The ruling came in two cases, originally filed with the court in 1994 and 1995, one by Christine Goodwin, the other by an anonymous transsexual identified in court papers as “I.” In both cases, the plaintiffs alleged that Britain’s failure to recognize their sex changes through changed legal status had produced significant hardship in their lives, affected job opportunities, limited their right to marry, and subjected them to economic and psychological deprivation. For example, Goodwin argued that the government’s refusal to recognize her as a woman did not allow her to retire at 60 with full pension as current British law provides for women, though not for men who must wait until they are 65. (The age differential, a bit of legalized sex discrimination, will end in 2004).
Both plaintiffs are post-operative male-to-female transsexuals, who had their surgical gender reassignment supervised and funded by Britain’s national health service. But the women were denied new birth certificates even though Britain will issue new driver’s licenses to reflect a gender change. Also, a recent British appellate decision found that a marriage between a male-to-female transsexual and a man was void because it was a same-sex marriage.
The U.K., which is bound by treaty under the Convention, was found to have violated two of its provisions.
Article 8 guarantees “the right to respect for… private life” and forbids “interference by a public authority with the exercise of this right” except where issues of national security, public safety, health, morals, and national economic well-being, the protection of the rights of others, and the prevention of disorder and crime supercede. Article 12 provides that “men and women… have the right to marry.”
The court unanimously concluded that both of these articles were violated, with the right of transsexuals to marry logically flowing from their right to be recognized in their acquired gender under Article 8.
The court noted past cases in which it had refused to require a state to recognize a sex change, but argued, “The Court must have regard to the changing conditions… and respond, for example, to any evolving convergence as to the standards to be achieved… A failure by the Court to maintain a dynamic and evolutive approach would indeed risk rendering it a bar to reform or improvement.”
Turning to the issue of “respect for private life,” the court ruled that the gender identity of a transsexual is “an important aspect of personal identity.”
“A conflict between social reality and law arises which places the transsexual in an anomalous position, in which he or she may experience feelings of vulnerability, humiliation, and anxiety,” the Court wrote.
The court was particularly struck that Britain’s national health service recognizes gender dysphoria as a medical condition treatable through gender reassignment and pays for the necessary therapy, but then the country’s administrative structure refuses to follow through and treat the individual as a member of his or her acquired gender.
The court decided that the current state of medical knowledge about what causes gender dysphoria was not well established, but that there is an emerging consensus at the level of public policy among European nations to recognize sex changes. Reviewing the situation in Europe, the court noted that out of 37 nations whose laws were analyzed, only four, including the U.K., refused to acknowledge a legal change of sex on a birth certificate, which the court found to be “a continuing international trend in favour not only of increased social acceptance of transsexuals but of legal recognition of the new sexual identity of post-operative transsexuals.”

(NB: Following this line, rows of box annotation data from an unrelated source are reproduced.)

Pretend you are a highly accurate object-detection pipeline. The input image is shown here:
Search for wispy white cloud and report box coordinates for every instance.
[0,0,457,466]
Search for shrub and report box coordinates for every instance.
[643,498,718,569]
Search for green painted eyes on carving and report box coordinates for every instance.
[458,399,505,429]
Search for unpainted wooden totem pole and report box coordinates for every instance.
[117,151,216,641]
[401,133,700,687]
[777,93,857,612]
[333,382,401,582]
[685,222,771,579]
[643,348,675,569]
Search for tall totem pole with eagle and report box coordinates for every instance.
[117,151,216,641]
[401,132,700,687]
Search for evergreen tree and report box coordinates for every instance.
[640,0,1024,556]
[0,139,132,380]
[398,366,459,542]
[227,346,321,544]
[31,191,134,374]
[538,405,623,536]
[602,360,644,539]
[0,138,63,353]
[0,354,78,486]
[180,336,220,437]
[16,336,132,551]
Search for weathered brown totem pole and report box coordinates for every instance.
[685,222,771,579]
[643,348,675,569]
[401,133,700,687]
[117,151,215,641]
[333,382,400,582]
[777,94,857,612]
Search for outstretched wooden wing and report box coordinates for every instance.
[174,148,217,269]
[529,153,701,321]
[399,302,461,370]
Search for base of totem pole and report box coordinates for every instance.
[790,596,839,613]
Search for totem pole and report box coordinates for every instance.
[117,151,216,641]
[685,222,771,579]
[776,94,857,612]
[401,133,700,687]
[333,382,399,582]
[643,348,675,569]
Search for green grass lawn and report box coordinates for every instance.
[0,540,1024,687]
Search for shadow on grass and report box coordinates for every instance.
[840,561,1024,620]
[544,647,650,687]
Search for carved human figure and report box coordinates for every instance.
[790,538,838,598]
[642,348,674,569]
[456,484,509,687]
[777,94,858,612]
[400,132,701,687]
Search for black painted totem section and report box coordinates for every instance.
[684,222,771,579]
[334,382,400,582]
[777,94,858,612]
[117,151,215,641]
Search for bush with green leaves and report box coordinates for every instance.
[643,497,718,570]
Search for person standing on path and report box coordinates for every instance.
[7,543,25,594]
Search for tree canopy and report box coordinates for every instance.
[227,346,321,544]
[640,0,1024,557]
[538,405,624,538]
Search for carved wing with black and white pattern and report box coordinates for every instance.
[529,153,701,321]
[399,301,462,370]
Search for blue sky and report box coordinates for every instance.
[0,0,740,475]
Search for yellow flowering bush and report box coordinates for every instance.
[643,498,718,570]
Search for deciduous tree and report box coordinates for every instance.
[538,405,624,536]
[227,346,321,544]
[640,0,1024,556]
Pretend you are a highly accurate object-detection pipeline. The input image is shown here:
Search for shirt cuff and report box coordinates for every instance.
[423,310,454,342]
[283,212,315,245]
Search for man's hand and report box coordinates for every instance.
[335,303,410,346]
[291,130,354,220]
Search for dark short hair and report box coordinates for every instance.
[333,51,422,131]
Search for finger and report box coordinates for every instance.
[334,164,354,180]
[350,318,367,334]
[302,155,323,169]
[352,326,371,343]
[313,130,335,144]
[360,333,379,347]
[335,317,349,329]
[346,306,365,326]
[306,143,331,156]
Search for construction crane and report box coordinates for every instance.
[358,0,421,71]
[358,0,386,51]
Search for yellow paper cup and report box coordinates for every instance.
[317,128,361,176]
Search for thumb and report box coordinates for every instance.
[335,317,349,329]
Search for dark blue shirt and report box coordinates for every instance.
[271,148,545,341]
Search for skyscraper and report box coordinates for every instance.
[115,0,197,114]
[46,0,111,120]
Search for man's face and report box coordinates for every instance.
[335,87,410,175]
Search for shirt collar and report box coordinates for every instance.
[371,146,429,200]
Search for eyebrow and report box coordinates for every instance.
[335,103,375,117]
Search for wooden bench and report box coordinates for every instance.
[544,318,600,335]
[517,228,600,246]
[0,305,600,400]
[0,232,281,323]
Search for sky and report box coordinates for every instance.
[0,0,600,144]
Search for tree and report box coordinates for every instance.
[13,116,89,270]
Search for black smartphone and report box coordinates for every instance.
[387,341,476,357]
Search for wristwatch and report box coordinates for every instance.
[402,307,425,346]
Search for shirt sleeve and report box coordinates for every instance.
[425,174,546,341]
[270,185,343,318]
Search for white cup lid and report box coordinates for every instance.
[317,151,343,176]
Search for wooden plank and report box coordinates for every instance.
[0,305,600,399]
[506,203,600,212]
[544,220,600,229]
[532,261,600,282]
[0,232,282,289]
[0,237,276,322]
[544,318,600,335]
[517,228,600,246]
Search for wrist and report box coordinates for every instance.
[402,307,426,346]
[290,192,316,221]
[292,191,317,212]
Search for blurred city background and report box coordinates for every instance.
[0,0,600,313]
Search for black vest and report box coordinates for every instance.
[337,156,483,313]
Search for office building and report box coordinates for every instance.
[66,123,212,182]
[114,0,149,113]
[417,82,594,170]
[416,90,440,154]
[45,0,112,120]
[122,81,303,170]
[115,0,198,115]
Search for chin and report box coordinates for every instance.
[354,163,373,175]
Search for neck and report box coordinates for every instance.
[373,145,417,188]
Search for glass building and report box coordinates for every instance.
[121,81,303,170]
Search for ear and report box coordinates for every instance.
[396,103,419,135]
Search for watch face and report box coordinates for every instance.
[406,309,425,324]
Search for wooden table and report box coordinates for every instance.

After concluding that the equities weighed in favor of the plaintiffs, thus requiring a finding of violation under Article 8, the court turned to Article 12 and quickly concluded that the right to marry a man must follow from the requirement that the state recognized a post-operative transsexual as a member of their acquired sex. Responding to the U.K.’s argument that transsexuals retained the right to marry, merely the sex of their partner being circumscribed, the court said that it found “that it is artificial to assert that post-operative transsexuals have not been deprived of the right to marry as, according to law, they remain able to marry a person of their former opposite sex. The applicant in this case who lives as a woman, is in a relationship with a man and would only wish to marry a man. She has no possibility of doing so. In the Court’s view, she may therefore claim that the very essence of her right to marry has been infringed.”
Each of the plaintiffs sought damages for economic and psychological injury, as well as substantial legal fees to cover their costs of the proceedings. Here the Court did hand a tiny victory to the U.K., by generally agreeing that the remedy for the plaintiffs should be their entitlement to legal recognition of their acquired gender, and refused to award damages. However, the court did award attorneys fees to each of the plaintiffs, although in amounts somewhat smaller than had been claimed.